Logging at Scale
Logs are the most detailed record of what happened in a system. At scale, the challenge shifts from producing logs to managing the volume: collecting, transporting, storing, and searching billions of log entries per day without drowning in cost or complexity.
Structured Logging
Structured logging outputs log entries as key-value pairs or JSON objects instead of free-form text. This is the single most impactful logging practice for systems at scale.
Unstructured vs Structured
Unstructured (bad for machines):
2025-03-15 14:32:07 ERROR PaymentService - Payment failed for user
u-789 order abc-123: timeout after 30s connecting to Stripe
Structured (good for machines):
{
"timestamp": "2025-03-15T14:32:07.445Z",
"level": "ERROR",
"service": "payment-service",
"instance": "payment-service-7b4d-02",
"message": "Payment processing failed",
"error": "Timeout connecting to payment gateway",
"userId": "u-789",
"orderId": "abc-123",
"duration_ms": 30004,
"gateway": "stripe",
"traceId": "trace-456",
"correlationId": "req-012"
}
Structured logs can be parsed, indexed, and queried automatically.
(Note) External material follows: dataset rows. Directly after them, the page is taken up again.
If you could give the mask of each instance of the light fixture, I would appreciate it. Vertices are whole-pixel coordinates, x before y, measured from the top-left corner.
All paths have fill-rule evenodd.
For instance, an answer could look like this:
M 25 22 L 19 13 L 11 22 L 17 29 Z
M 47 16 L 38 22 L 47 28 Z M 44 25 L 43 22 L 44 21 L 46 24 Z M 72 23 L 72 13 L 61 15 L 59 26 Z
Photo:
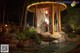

Finding all errors for user u-789 becomes a simple field query instead of a regex against unpredictable text formats.
Log Levels
Standard levels (from most to least severe):
FATAL: system is unusable, immediate shutdown
ERROR: operation failed, requires attention
WARN: unexpected condition, system still functioning
INFO: significant business events (request completed, order placed)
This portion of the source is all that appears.